Vietnamese Spirit Catches Hamburg Restaurant

Le Yen, owner of Hanoi Restaurant. (Photo: V.T)

Hamburg, Germany is home to the popular Hanoi Restaurant, a small piece of traditional Viet Nam thousands of miles away from the rice paddies, conical hats and water buffaloes.

Immediately, Hanoi Restaurant stands out amidst Hamburg’s array of Asian establishments as most Vietnamese restaurateurs in Germany, who open Chinese or Thai eateries, are afraid that Germans are too unfamiliar with Vietnamese cuisines.

But Le Yen, owner of Hanoi Restaurant, is proud to call his place pure Vietnamese and is thrilled to introduce the culture and cuisine to Germany.

But even Le was a little nervous when the restaurant opened. Fearing that Germans would not appreciate the acquired taste of Vietnamese fish sauce (which is featured with almost every single Vietnamese dish) he replaced the unique and rare Vietnamese oddity with regular soy sauce.

One day, an American enjoying fried meat rolls in Le’s restaurant requested that Le cook Vietnamese dishes in the real Vietnamese style, complete with fish sauce. Le pondered over the advice for a while, and then decided to follow the American’s advice.
Now with the accompaniment of fish sauce, Hanoi Restaurant is true and pure in its Vietnamese style, culture and tradition. The architecture alone makes you feel as though you are in the true Vietnamese countryside with bamboo screens; green bamboo fences and many pieces of the famous Vietnamese wooden furniture that has become so popular internationally.

All of the restaurant’s decoration materials are from Vietnam. Most of the bowls and dishes used to serve and cook food are made from traditional Vietnamese Bat Trang ceramics.

Non-Vietnamese learn how to use chopsticks at Hanoi Restaurant. (Photo: V.T)

Vietnamese living far from home in Germany often feel very familiar and comfortable in the restaurant, a home away from home. This is exactly the opposite of how some Germans feel as they try to use chopsticks for the first time, a funny sight indeed.
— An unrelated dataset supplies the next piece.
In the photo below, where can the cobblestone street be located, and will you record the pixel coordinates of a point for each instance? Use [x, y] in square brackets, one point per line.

Of course, the famous Vietnamese noodles soup dish Pho is one of the most popular dishes on the menu. The bowl arrives steaming hot and garnished with slices of white onions and chopped green onions. The beef is lean and a bit pink, just the way you’ll find it at the best Pho shops in Hanoi.
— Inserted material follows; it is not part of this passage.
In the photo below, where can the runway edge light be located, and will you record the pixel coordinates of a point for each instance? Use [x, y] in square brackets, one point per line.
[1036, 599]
It comes served with all the usual garnishing: sour leaf herb, basil, bean sprouts and lime. After your own special combination of these additions, you’re ready to enjoy the strong beef and subtle flavor of the herbs in the rich broth. The fresh soup is delicious with tender, well prepared meat at the right price.

Also at Hanoi Restaurant you can enjoy grilled meats and fish with special Vietnamese “bun” rice noodles outside of a soup like Pho.  Cha ca (grilled chopped fish) with a small bowl of tasty Mam Tom (shrimp paste) mixed with a few drops of rice liquor and lemon juice carefully stirred with some added slices of hot chilly is a delicacy not to be missed.

Dishes like this are usually accompanied with ground peanuts and a plate of pure white rice vermicelli with spicy vegetables. Finally, a stove with a pan of boiling oil will be placed on the table. You open the grilles to allow pieces of grilled fish to drop into the oil and fry your own fish so that your meal is piping hot and fresh when you eat it.

After the meal, customers often enjoy Vietnamese coffee prepared in a Vietnamese coffee filter. It takes a while which provides diners with a quiet time to reflect up on the meal as they wait for every last drop to brew and listen to the music in a pleasant atmosphere where the Vietnamese spirit catches you.